I'd pick out a bird with those crummy binoculars, note its markings, then riff through the book looking for a match. I was uncertain. Now the bird had moved. Phooey. Pick another bird. Find another page.
If you didn't need to use the book, progress I had yet to make, a fallout was a lot more fun.
I slowly became active in the birding community here, making friends who helped with the what and where. I learned of the in-state birding tours offered by Duluth's Kim Eckert (now in its 35th year, mbwbirds.com).
I was a frequent participant, following Eckert's pointing finger to new birds in hotspots all over the state.
He also offered weeklong trips to Texas and Arizona (still does, now including the Black Hills and Southern California). I went with him twice to southeastern Arizona and twice to the Rio Grande valley in Texas. I became a baptized birder on those trips.

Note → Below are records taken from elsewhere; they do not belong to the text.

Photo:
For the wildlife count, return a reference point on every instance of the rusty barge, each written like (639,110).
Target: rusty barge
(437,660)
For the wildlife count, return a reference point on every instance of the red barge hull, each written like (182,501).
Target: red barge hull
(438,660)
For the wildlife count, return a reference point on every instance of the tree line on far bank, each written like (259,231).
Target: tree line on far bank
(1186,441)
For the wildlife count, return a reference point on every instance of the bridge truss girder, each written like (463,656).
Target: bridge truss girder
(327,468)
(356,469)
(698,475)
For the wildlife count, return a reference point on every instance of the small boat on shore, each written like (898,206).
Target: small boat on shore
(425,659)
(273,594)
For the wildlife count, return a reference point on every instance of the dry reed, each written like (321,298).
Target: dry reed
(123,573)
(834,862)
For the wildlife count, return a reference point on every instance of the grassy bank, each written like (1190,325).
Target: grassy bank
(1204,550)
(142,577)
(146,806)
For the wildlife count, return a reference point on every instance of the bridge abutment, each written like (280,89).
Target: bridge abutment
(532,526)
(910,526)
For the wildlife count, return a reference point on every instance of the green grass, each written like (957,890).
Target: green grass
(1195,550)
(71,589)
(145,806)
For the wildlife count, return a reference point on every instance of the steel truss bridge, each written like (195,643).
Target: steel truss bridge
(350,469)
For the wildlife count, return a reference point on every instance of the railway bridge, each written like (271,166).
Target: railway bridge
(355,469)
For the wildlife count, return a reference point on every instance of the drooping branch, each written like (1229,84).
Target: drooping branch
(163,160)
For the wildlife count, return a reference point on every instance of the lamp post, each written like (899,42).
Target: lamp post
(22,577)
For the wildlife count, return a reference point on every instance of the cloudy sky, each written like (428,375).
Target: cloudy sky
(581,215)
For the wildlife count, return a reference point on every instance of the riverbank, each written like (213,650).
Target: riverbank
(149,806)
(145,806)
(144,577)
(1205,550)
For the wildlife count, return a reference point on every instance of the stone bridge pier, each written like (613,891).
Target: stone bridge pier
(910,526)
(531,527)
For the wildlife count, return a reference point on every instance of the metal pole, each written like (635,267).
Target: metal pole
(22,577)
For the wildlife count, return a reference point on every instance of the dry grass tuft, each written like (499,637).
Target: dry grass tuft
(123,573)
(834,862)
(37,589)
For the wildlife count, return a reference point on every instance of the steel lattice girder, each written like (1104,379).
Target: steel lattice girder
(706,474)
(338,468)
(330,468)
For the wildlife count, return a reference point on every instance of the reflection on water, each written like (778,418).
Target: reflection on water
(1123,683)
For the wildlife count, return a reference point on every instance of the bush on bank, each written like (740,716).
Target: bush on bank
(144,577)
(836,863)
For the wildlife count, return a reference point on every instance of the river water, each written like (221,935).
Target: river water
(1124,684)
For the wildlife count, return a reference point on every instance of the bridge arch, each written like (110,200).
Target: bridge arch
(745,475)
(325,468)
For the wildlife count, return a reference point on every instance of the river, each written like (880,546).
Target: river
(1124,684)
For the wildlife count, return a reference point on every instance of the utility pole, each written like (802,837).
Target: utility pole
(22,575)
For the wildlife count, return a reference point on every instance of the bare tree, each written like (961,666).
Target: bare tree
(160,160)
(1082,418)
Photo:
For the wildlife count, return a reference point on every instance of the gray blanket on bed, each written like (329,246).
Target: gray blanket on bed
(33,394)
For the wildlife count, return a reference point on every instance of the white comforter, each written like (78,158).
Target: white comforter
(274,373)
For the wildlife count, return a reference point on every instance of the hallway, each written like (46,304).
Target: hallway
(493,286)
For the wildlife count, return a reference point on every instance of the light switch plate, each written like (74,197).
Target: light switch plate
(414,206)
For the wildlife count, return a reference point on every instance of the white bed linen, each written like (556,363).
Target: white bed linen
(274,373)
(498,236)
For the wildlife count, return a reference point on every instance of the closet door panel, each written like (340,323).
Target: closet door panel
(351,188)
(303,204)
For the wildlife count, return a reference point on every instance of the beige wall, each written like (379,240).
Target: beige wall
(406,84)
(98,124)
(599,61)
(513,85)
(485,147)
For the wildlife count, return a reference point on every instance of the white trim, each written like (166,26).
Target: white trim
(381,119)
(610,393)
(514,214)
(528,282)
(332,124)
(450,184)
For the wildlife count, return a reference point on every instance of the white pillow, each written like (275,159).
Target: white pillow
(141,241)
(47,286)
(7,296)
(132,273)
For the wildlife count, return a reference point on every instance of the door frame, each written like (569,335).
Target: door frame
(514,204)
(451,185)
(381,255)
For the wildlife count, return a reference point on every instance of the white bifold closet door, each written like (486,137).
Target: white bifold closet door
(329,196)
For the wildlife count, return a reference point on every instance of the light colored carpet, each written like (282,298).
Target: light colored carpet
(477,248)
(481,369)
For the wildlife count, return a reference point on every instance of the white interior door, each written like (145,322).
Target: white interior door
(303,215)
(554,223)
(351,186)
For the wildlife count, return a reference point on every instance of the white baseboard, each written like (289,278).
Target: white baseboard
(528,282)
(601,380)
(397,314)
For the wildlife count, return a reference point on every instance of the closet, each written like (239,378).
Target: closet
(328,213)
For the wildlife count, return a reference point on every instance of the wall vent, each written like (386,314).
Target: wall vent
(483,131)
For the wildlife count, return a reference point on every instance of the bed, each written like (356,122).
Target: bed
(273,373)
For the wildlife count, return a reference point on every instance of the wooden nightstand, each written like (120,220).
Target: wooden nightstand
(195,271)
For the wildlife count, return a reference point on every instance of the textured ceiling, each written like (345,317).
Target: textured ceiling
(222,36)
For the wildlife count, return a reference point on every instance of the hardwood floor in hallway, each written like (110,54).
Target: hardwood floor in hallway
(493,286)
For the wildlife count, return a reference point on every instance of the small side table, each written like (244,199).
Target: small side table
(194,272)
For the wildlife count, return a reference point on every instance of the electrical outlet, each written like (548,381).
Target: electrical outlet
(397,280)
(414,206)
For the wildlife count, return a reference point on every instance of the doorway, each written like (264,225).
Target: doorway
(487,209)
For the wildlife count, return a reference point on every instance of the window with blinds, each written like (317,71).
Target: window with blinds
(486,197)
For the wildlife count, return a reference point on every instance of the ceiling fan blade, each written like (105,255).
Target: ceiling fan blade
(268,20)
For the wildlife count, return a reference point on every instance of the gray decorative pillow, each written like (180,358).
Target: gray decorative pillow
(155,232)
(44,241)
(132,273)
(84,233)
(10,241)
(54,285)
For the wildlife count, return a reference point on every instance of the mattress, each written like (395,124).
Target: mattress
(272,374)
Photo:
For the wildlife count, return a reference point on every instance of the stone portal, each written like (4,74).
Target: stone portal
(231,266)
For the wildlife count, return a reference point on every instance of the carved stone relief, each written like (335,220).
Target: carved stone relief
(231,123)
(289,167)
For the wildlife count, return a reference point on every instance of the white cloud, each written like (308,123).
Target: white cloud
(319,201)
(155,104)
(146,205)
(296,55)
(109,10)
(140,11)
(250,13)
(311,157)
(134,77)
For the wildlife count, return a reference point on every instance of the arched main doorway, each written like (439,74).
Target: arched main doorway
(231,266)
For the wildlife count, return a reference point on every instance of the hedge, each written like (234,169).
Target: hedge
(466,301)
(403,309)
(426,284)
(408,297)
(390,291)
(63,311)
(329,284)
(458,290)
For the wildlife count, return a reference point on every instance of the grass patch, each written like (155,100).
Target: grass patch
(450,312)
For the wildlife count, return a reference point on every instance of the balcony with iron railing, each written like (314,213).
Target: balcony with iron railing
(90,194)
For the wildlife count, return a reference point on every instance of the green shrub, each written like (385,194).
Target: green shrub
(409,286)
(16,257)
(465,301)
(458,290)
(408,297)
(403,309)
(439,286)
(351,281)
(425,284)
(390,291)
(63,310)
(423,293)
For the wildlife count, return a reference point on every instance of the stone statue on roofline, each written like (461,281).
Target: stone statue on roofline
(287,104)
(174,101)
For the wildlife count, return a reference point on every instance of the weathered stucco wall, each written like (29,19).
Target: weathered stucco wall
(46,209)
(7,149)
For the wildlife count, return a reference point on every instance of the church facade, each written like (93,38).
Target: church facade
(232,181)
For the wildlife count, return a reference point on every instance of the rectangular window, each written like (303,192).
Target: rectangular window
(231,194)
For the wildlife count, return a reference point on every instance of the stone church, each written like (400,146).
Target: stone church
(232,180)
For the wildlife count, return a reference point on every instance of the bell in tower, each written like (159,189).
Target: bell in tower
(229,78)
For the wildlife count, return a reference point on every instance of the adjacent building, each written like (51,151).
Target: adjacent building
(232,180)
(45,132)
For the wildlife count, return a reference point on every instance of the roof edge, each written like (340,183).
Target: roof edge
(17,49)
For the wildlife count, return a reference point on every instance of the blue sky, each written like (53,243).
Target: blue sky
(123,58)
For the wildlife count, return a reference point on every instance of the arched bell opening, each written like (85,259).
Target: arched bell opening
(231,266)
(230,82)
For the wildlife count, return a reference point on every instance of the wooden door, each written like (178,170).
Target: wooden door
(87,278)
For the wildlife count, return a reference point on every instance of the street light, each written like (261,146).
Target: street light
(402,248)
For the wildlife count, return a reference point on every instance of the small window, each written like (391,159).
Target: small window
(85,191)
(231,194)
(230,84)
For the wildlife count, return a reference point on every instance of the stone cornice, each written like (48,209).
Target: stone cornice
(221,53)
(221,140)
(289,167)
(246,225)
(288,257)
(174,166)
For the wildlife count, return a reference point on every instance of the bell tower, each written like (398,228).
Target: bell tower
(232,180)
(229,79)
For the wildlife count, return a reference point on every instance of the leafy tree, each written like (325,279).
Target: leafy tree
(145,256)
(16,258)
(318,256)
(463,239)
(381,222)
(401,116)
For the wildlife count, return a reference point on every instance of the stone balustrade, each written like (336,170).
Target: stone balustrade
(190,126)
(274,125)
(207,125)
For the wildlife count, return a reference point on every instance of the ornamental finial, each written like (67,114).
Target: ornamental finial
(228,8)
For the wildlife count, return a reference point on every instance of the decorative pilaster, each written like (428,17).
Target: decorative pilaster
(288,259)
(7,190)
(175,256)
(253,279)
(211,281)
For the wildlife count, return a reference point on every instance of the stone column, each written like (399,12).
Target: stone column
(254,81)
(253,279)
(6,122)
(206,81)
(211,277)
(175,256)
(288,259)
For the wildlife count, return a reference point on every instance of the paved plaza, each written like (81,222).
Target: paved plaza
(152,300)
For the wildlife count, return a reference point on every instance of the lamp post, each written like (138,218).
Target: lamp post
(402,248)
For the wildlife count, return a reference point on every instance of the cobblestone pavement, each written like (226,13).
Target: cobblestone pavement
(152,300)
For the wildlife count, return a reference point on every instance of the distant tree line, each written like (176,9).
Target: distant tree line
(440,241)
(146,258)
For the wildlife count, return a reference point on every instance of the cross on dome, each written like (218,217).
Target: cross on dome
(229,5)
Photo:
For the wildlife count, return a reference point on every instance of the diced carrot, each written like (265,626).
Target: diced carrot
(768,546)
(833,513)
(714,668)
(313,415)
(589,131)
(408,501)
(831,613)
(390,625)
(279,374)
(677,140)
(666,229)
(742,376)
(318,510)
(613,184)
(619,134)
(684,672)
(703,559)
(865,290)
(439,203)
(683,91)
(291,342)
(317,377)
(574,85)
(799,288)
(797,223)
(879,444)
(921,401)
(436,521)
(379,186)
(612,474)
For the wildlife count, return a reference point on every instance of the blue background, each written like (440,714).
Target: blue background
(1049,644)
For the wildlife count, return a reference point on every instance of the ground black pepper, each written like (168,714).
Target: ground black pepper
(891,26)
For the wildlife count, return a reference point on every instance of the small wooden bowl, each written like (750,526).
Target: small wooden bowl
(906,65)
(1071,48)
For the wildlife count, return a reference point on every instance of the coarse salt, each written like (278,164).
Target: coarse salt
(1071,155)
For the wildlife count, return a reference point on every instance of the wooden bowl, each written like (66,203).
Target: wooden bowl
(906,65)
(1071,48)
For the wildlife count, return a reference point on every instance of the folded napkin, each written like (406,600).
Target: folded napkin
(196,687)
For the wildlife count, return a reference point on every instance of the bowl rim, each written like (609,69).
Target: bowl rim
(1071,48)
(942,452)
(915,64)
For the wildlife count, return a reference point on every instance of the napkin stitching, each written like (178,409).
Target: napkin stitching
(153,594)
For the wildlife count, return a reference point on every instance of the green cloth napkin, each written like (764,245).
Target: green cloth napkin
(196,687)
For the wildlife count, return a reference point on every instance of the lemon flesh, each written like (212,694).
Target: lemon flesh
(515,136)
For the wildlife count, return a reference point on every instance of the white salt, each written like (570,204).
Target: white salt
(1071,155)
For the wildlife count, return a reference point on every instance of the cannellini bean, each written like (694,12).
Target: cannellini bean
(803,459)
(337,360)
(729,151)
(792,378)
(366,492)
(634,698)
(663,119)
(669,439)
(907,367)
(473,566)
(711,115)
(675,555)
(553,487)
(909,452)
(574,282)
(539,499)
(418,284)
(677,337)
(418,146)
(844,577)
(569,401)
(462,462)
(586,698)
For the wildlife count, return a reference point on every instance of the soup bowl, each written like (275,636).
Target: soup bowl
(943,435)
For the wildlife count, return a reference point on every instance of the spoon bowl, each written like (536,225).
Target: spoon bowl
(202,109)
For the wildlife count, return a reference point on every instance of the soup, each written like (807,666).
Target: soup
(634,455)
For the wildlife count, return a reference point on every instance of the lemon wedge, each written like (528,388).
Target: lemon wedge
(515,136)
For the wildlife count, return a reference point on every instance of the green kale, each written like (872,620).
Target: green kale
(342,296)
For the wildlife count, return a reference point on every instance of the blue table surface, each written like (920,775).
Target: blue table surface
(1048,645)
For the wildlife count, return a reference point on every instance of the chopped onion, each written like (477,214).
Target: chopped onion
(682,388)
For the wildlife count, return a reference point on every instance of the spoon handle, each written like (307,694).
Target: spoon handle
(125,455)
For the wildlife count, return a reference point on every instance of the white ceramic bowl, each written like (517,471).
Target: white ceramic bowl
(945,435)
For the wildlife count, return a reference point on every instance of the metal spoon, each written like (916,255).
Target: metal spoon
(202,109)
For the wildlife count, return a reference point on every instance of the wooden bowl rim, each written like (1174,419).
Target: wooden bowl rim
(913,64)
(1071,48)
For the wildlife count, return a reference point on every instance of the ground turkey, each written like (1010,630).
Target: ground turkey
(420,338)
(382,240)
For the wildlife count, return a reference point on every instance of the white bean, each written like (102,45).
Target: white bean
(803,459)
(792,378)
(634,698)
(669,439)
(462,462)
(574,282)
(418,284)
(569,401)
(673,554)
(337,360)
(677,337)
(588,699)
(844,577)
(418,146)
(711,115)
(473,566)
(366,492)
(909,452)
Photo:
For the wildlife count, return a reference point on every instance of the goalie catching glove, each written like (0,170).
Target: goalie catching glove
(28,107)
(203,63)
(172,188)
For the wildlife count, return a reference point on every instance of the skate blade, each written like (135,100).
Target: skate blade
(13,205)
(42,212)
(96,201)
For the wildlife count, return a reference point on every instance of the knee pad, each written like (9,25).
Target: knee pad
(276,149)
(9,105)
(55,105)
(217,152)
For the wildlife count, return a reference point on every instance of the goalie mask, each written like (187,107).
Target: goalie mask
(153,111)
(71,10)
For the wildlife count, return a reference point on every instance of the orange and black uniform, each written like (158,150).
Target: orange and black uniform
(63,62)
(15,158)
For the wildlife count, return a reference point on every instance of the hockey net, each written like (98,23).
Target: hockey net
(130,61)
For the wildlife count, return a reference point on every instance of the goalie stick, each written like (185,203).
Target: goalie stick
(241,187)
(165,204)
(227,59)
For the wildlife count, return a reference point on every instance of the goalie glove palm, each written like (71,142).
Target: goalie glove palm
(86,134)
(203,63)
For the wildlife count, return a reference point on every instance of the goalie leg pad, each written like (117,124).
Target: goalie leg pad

I also bought decent binoculars, unwilling to pop for airfare, lodging and the tour while using dime-store glass. I up-up-upgraded to Bausch & Lomb 8x42 Elites, now the pair we keep near the feeder window. They were replaced with a pair of Swarovski EL 10x32s, perfect size for my hands, light in weight, beautiful glass.
My wife uses a small pair of Nikons; her Leitz Trinovid 7x35s serve as a spare.
By the way, the first number in binocular size refers to magnification, the second number to the light-gathering ability of the tool. Good binoculars, like Swarovskis, even 32s, seem to add light to shaded areas, enhancing the image.